第1話

文字数 2,053文字

 僕は無職だ。
 最後の仕事を辞めてもう一年以上になる。
 幾度となく職を変えながら何とか社会にしがみついていたが、いつしかそれも限界を向かえ、とうとう心が、体が言うことを聞かなくなったのだ。

 僕は自分に自信がない。
 何かを始めても壁に当たるとすぐにくじけてしまう。
 趣味と称していろいろなことに手を出してきたが、三日坊主と言わないまでも、自然とその道から離れ、結局は何も残らなかった。

 こんな自分に誰がした。僕が何か悪いことをしただろうか。例えば前世で何かとんでもないことをしでかして、その罰として与えられたのが今の人生なのだと言われたら納得しそうなものである。

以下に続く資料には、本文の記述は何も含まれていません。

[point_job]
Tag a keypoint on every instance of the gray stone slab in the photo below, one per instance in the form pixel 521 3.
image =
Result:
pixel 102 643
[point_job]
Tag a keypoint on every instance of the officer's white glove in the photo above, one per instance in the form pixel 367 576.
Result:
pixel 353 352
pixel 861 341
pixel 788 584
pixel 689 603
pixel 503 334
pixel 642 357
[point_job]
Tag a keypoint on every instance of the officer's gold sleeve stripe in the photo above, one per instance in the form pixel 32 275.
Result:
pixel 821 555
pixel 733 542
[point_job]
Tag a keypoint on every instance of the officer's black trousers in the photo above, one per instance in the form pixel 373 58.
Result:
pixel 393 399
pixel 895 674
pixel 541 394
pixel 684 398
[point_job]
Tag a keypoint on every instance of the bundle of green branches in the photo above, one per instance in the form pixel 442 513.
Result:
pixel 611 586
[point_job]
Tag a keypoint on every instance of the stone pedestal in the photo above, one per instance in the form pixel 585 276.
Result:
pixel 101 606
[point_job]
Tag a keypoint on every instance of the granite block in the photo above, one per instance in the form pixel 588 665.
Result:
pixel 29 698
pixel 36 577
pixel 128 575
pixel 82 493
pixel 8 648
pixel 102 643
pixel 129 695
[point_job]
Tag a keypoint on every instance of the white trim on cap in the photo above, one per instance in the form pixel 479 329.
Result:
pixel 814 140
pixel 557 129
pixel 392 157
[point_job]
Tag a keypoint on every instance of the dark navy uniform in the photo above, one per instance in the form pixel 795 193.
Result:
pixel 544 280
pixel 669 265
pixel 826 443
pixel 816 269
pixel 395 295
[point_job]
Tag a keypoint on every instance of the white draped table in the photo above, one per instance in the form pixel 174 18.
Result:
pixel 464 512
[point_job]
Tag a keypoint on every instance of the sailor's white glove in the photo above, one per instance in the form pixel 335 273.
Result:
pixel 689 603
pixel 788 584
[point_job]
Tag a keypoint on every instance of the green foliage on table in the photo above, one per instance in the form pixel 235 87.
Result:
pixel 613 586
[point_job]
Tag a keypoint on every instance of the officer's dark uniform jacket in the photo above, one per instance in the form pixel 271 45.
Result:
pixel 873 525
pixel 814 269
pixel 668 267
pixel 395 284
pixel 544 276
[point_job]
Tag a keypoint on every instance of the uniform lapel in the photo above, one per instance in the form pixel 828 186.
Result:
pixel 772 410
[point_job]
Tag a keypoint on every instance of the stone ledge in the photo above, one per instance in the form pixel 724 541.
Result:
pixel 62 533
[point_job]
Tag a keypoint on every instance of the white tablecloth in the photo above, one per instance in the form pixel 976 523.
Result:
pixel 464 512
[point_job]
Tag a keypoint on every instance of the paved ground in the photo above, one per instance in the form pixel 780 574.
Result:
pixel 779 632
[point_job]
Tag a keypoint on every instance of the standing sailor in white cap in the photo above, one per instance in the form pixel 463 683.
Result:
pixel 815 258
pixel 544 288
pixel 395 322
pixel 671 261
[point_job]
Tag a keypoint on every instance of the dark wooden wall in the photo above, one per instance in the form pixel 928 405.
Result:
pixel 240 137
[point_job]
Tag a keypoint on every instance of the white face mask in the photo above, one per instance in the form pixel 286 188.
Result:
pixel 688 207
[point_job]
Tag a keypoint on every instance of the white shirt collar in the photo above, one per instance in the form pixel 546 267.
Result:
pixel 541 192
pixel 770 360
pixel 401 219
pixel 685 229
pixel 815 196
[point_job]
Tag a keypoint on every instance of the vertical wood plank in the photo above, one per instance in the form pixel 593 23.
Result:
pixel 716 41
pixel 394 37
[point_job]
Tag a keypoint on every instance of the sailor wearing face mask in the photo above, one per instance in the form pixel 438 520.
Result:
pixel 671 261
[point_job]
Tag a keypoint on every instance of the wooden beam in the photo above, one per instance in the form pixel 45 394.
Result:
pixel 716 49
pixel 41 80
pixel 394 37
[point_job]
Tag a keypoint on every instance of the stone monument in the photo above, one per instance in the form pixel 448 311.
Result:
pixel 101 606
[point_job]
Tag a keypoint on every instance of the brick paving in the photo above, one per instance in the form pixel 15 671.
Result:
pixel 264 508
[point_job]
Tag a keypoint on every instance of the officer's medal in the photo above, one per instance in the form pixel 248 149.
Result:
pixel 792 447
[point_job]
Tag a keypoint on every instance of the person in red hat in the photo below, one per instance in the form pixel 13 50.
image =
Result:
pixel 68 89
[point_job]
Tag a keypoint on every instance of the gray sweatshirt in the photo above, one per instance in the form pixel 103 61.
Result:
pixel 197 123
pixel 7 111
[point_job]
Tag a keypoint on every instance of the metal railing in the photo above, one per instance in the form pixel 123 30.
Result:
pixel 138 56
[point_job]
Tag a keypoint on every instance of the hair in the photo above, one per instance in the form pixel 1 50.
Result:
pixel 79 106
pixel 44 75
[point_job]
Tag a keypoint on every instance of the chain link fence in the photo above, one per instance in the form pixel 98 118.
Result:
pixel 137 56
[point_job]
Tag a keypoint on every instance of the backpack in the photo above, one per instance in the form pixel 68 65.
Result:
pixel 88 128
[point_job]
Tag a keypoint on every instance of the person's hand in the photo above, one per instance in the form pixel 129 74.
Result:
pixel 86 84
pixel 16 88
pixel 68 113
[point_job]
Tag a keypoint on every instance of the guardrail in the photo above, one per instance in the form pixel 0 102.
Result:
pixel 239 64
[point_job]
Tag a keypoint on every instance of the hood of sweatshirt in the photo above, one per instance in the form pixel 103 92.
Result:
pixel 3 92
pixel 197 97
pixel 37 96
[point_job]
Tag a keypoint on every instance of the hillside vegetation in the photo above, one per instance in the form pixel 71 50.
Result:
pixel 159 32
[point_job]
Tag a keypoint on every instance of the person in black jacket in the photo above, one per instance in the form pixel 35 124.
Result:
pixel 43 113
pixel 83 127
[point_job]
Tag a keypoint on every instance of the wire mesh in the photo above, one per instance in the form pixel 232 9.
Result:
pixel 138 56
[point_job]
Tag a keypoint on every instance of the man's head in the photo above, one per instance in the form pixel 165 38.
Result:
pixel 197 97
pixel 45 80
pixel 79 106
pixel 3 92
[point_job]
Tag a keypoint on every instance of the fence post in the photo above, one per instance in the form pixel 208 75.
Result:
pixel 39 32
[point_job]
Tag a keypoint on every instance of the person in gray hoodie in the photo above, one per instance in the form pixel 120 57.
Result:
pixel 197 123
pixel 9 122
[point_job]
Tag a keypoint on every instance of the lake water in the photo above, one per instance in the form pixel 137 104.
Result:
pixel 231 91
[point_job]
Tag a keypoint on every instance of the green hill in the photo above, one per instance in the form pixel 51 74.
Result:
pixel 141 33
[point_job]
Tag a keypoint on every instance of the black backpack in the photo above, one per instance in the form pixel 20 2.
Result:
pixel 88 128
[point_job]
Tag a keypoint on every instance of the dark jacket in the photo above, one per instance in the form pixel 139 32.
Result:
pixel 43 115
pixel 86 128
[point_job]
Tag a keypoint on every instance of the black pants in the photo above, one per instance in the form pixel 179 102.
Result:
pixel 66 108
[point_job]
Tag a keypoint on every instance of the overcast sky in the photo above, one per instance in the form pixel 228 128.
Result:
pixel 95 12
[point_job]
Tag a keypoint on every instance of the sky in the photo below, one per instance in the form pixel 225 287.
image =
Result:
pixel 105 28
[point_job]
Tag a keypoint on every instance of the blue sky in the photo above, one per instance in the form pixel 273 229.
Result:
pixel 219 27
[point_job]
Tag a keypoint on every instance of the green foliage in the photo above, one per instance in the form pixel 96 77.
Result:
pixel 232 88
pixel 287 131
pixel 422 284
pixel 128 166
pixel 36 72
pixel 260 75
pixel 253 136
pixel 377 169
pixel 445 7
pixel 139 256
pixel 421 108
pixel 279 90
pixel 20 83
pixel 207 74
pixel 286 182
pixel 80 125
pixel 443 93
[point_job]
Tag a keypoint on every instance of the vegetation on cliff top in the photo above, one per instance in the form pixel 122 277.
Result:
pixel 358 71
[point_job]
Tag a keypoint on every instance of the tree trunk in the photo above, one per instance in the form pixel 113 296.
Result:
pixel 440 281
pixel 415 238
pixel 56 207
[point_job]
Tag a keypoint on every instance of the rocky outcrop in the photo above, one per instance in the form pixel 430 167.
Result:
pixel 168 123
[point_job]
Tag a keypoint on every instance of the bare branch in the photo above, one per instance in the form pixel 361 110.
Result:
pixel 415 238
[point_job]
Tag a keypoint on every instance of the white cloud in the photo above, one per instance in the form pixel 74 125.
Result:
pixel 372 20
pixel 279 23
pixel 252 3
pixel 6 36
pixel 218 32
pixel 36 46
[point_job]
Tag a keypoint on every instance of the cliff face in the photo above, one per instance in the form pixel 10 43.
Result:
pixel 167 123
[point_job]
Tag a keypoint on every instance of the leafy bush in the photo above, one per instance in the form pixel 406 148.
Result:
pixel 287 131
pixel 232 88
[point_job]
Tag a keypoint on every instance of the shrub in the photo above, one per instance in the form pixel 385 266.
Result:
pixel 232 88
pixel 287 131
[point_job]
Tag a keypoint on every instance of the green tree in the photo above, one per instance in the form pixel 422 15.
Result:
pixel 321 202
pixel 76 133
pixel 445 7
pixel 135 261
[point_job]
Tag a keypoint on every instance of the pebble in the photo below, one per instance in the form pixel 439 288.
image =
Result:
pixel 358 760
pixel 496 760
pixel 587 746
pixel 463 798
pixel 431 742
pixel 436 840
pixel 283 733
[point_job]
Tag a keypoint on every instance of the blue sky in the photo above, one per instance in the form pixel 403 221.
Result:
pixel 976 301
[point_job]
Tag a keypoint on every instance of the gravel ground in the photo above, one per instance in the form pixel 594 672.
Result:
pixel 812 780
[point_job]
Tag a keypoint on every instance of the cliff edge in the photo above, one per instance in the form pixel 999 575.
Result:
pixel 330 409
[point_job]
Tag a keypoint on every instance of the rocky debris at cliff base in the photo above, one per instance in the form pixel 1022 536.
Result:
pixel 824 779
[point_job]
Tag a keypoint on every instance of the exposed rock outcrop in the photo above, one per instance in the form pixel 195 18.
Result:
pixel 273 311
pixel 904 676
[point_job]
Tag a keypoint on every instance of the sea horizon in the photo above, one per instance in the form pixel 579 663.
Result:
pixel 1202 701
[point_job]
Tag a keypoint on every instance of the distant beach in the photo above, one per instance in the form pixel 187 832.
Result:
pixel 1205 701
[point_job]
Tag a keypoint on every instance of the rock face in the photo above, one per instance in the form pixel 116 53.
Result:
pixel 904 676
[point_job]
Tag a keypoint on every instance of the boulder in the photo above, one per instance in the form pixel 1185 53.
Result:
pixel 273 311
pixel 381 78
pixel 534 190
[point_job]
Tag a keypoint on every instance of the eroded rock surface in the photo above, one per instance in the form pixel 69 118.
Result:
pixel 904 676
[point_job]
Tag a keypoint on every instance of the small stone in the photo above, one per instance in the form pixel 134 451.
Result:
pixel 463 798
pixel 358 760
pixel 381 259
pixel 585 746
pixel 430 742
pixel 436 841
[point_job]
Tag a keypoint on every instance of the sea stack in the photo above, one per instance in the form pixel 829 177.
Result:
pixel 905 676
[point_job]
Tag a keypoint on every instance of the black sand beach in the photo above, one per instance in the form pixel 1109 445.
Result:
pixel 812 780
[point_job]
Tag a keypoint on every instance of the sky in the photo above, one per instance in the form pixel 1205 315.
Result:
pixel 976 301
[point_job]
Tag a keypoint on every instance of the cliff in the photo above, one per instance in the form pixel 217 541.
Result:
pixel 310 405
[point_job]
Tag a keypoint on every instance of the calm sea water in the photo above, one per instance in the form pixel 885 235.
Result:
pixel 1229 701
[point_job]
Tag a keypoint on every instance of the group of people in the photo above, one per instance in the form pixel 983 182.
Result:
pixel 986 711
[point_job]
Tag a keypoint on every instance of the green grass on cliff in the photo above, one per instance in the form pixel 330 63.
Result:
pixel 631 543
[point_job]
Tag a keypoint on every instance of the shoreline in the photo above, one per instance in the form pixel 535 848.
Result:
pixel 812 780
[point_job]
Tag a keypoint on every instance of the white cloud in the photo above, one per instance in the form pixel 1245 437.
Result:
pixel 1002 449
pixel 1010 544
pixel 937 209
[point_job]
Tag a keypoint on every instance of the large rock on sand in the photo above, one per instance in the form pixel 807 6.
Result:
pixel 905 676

 こんなことを考え始めたのは、二十六歳の頃。僕が保育士をやっていた頃のことだ。当時の僕は、漫画家になるという夢を諦め、地に足をついた目標を持って人生を歩もうと必死だった。朝番として七時には園の鍵を開け、事務仕事を終わらせるために夜遅くに園の鍵を閉めて帰る日々。自分ではがんばっていると思っていたし、がんばれていると思っていた。けれど、上司に当たる先輩はそうは思ってくれなかったのである。

「もっと考えて」

 これが先輩の口癖だった。
 これでもかこれでもかと考えて、それで出した結論に対して、この言葉を何度浴びせられただろう。答えのない迷宮に迷い込んだ気分だった。
 朝から晩まで仕事。家に帰っても仕事。気休めに遊ぶ時間などなく、寝る時間もどんどん短くなって。次第に夢の中までも仕事で多い尽くされていった。

 ある月末。次月の保育計画の書類を書くことになった際。どうしても園児個別の計画が立てられず先輩に助言を求めたことがある。しかし――。

「もっと考えて」

 結果はいつも通りの返答。助力を得ることはできず、立ち尽くすしかなくなってしまった僕に先輩は呆れ顔を見せつつ「明日の朝までに考えてきて」と言った。
 翌朝、何とか搾り出した計画を書いて先輩に提出しようとしたら「今は忙しいから受け取れない」という。仕方なく昼休憩の前に渡そうとしたら「今から休憩だから」と言ってまたしても受け取ってもらえず。夕方になってようやく提出したら「こんな時間に出されても修正は明日以降になるよ?」と言われた。
 意味がわからなかった。言われた通りにしても結局はダメだったのだ。

 いつの頃からか、通勤にかかる時間が長くなっていることに気が付いた。徒歩十五分のところが二十分になり三十分になり、四十分になり……。そしてある時、道半ばで僕の足は止まった。ゆっくり歩いているのに息が切れる。心臓は激しく脈打ち、周囲の音もやたらと大きく聞こえた。僕は人目も気にせず耳を押さえてその場にうずくまった。と言うより人目を気にしている余裕すらなかったのだ。

 何とか携帯電話を取り出し、職場へと連絡を入れる。

「すいません。急に動けなくなっちゃって――」

 この時電話に出てくれたのが話のわかってくれる相手だったのは幸いだった。その足で病院にかかり、出された診断はパニック障害。三ヶ月の休職をもらって休養に当てた。しかし、この間も毎晩のように悪夢にうなされた。終わらない仕事。先輩からの叱咤。後輩の陰口。いろんなものが夢の中で僕を襲った。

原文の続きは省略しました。